Curiosity Killed the Cat, But Not this Martian Cat.

 

Do you ever wonder how scientists can repair their scientific gizmos millions of miles from where they are? We read a lot about these high tech equipment bogging down somewhere out there in deep space and yet they are brought back to life  in perfect condition, thanks to the ingenuity of  those NASA people and not mention the bight boys from European Space Agency with their Philae Lander.

This week NASA’s Mars rover Curiosity, took some needed rest before coming back to life again.  A software upgrade enabled it roar back to life once more in order to finish what it has been doing with amazing results before it went into hibernation.

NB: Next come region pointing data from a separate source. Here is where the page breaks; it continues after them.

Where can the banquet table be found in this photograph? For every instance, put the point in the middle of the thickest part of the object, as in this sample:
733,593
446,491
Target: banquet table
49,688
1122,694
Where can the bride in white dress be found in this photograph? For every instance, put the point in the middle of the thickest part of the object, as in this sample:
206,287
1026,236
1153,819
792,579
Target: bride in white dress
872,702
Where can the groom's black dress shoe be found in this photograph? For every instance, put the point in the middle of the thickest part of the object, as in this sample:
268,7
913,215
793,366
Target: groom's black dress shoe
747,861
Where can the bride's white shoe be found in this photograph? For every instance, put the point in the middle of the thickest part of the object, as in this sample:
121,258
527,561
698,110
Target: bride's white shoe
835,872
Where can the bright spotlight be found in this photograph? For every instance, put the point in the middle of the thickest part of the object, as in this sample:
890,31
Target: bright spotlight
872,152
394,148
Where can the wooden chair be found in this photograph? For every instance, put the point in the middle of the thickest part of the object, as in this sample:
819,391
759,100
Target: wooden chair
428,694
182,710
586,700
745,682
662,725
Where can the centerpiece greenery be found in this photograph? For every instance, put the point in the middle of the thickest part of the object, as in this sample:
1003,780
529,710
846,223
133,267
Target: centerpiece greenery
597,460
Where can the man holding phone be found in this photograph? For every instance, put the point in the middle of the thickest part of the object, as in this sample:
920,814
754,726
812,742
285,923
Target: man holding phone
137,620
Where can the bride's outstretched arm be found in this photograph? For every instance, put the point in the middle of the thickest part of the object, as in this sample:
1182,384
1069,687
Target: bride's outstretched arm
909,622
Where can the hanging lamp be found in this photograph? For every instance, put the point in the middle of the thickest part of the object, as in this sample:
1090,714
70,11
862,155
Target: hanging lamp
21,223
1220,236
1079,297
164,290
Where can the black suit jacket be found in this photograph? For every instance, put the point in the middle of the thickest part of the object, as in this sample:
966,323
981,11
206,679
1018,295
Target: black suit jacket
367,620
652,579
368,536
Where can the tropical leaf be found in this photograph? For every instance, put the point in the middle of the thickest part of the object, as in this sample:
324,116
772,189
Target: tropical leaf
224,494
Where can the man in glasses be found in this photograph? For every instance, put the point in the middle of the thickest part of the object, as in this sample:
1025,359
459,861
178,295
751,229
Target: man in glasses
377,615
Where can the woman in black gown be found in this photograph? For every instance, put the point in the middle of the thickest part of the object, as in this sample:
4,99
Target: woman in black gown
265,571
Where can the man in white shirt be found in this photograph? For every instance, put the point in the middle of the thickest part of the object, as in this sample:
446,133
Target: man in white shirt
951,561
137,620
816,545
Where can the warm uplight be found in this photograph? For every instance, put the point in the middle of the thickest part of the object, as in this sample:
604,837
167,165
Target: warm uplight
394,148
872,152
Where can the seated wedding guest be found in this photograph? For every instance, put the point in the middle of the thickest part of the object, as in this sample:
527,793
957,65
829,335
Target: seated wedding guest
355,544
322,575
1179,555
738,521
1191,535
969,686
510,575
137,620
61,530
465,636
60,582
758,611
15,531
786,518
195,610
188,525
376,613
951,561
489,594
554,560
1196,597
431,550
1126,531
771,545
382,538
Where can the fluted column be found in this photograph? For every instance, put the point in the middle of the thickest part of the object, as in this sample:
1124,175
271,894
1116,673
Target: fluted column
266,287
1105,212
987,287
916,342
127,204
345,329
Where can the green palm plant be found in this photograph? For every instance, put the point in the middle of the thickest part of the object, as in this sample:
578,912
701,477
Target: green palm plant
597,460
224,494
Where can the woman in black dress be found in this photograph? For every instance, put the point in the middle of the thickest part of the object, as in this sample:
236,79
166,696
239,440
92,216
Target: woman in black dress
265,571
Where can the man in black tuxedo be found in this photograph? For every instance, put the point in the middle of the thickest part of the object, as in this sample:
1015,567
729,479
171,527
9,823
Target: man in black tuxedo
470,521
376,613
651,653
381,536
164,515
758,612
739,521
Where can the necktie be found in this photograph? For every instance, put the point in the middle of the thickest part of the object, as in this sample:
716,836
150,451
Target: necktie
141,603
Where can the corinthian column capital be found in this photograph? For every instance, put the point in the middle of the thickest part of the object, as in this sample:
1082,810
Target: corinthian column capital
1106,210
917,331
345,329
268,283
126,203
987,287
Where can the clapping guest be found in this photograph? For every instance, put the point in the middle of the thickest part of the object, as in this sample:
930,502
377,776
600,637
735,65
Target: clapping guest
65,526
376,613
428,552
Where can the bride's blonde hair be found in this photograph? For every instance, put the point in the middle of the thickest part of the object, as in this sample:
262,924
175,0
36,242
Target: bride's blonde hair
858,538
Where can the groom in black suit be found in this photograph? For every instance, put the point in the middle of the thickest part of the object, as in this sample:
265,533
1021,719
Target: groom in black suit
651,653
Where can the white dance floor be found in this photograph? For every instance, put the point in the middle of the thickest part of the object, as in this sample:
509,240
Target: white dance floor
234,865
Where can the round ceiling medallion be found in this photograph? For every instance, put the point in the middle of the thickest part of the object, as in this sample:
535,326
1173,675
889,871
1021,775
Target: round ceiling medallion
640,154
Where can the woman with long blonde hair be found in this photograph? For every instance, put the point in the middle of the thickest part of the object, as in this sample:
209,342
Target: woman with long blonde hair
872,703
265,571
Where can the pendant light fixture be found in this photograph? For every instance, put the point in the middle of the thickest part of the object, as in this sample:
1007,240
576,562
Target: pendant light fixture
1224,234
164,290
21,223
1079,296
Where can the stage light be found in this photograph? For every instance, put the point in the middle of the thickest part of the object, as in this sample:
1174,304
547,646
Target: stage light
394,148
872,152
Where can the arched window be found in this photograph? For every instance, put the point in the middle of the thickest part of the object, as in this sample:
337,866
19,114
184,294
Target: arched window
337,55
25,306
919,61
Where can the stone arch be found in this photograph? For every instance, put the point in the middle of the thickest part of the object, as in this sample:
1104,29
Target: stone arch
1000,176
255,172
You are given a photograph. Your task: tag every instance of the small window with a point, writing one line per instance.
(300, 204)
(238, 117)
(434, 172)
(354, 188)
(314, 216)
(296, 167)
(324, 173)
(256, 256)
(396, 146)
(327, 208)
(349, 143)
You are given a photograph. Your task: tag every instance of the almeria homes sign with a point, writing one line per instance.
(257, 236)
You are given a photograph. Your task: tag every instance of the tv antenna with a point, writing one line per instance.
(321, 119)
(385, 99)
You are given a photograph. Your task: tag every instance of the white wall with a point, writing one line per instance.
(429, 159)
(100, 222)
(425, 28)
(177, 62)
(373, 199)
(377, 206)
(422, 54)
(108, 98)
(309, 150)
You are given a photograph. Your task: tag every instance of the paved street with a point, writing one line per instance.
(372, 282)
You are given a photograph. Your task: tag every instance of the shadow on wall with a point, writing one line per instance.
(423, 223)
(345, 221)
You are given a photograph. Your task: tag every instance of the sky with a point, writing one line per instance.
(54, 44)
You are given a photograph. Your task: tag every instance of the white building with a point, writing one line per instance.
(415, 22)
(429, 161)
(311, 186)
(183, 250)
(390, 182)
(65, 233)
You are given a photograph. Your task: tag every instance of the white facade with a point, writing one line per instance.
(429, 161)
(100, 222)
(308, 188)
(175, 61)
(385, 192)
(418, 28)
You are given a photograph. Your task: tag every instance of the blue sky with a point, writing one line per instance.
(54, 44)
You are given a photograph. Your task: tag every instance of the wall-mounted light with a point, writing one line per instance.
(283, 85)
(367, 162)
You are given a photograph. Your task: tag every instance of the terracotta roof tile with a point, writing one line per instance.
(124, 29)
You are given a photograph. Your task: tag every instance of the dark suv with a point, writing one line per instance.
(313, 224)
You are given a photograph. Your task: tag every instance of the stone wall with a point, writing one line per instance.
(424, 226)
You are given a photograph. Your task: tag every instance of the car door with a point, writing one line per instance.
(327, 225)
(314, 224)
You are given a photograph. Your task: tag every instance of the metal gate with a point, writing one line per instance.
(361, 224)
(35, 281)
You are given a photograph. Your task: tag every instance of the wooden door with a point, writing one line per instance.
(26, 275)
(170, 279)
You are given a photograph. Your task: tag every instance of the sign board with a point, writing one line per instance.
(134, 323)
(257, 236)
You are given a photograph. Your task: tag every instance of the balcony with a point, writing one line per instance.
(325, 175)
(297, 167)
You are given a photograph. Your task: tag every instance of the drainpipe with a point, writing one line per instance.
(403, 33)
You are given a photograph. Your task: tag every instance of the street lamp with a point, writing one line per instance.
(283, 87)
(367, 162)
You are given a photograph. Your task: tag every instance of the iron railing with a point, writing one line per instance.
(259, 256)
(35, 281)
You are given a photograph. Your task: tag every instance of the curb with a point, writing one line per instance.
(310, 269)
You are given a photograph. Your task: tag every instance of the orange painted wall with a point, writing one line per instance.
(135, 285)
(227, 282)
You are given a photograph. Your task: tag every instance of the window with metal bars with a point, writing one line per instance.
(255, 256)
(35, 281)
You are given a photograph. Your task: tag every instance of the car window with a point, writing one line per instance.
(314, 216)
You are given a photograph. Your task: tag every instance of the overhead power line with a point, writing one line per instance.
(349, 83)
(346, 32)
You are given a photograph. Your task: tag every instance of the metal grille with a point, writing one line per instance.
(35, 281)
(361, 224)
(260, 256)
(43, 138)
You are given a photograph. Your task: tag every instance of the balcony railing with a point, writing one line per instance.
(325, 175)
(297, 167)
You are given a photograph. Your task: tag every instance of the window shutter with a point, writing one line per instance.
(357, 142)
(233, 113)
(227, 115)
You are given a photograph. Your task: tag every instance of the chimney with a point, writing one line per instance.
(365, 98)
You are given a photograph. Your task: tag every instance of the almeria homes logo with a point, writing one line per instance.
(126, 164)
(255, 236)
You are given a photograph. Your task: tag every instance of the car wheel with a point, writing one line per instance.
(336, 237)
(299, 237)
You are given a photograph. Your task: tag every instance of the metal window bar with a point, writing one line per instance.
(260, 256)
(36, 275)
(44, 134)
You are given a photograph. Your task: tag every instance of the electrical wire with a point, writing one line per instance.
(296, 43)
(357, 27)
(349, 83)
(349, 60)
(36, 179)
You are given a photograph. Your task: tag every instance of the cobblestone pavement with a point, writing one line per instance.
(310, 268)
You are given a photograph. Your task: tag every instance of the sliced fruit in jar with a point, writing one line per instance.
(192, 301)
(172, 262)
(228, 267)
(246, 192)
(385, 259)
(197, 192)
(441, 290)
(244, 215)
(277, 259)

It was while some doing some drilling activity on a Martian slab when it met an accident. Well. It’s ready for another drilling adventure and this time it’s going to test the mettle of another Martian rock christened Mojave2

Curiosity killed the cat, but not his one. This Curiosity, is now on a mission doing some investigation in the lower parts of Mount Sharp. It’s also known by another name, Aeolis Mons. Aleolis is the place where the Aeola Greek city was located. In Latin it means keeper of the winds.

It’s an impressive mountain that rises up to 18,000feet, from the ground level of Gale Grater. The crater has been the center of interest among the scientists since the start of exploration activities on the Red Planet since 2012. Scientists have been studying the highly spectacular discoveries that rover has managed to transmit from the very beginning. One stunning finding is that water was once flowing in this arid planet before and there’s an evidence of microbes existing once before. Let us remember that according to indisputable theory man is also came from microbes, such as the one celled bacteria.

The presence of methane gas and other complex carbon molecules,   chlorobenzene in particular, has been some of those which have been detected by the rover’s sensors on December 16, 2014. Methane is an important find since back here on Earth, this particular gas is associated with microbial presence.

(Now that Curiosity is back, scientists hope to continue with finding more data about the geological and environmental aspects of Mars in Mount Sharp.